Ravi Agarwal, Chairman of the Central Board of Direct Taxes (CBDT), has urged taxpayers to disclose any foreign income or assets they may have missed while filing their Income Tax Returns (ITRs). They have until December 31 to file revised returns and comply with this requirement
Department’s Proactive Approach
The Income Tax Department is actively sending SMS and email notifications to individuals who haven’t declared high-value assets. This initiative aims to ensure better compliance and reduce instances of hidden foreign wealth.
Agarwal highlighted that the tax department receives detailed information about foreign assets through automatic exchange agreements with other countries. He emphasized that the primary goal is to remind taxpayers of their obligation to disclose these assets and income.

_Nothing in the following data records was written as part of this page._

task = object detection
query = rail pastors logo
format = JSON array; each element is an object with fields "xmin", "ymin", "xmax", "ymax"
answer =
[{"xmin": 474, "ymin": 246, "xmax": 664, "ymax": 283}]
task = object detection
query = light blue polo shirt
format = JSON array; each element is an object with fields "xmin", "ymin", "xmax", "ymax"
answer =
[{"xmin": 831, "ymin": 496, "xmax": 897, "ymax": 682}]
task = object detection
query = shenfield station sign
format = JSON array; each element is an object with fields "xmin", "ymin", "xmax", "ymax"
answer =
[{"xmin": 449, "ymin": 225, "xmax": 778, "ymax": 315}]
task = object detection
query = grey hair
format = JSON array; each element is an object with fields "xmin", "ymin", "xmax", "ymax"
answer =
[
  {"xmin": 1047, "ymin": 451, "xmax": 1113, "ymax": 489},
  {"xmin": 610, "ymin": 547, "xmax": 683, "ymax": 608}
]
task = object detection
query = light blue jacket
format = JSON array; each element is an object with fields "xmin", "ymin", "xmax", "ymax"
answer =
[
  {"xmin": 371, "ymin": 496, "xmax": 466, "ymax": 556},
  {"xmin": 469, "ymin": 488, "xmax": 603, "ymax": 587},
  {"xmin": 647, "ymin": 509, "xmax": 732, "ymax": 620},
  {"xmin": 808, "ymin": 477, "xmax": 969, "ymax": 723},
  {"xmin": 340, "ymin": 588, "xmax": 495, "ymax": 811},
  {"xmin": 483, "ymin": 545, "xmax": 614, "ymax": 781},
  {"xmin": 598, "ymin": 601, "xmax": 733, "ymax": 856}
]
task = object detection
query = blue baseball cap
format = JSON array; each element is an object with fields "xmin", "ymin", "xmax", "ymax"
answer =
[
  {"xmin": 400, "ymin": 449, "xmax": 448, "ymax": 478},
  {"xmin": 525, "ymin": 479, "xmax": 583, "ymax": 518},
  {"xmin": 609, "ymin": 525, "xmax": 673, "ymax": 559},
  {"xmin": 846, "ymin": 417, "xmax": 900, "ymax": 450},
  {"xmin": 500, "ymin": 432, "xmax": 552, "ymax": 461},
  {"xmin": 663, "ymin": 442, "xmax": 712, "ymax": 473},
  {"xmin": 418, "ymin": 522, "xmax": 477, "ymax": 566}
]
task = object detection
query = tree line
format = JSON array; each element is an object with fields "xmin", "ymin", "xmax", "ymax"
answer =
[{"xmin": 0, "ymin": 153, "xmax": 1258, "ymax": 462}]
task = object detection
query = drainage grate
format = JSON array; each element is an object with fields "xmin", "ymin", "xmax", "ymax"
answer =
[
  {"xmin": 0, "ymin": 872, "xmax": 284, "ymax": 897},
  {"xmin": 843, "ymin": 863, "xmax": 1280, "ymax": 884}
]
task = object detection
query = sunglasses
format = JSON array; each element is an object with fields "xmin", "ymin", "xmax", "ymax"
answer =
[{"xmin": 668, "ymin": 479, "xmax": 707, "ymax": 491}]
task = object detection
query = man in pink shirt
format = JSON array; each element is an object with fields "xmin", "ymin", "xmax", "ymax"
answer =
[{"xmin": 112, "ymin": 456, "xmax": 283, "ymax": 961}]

Types of Foreign Assets to Declare
Taxpayers need to disclose various types of foreign assets, including:
- Foreign bank accounts
- Cash-value insurance policies
- Financial interest in foreign entities
- Immovable property abroad
- Foreign equity or debt investments
- Accounts where the taxpayer has signing authority
- Other foreign capital assets
Penalties for Non-Compliance
Failure to declare foreign assets or income in ITRs can lead to severe consequences. Under the anti-black money law, non-disclosure can attract a penalty of ₹10 lakh. This measure underscores the government’s commitment to curbing tax evasion and ensuring transparency.
Final Reminder
The CBDT encourages taxpayers to take advantage of this opportunity to rectify any omissions by filing revised returns before the December 31 deadline. This step ensures compliance and avoids hefty penalties.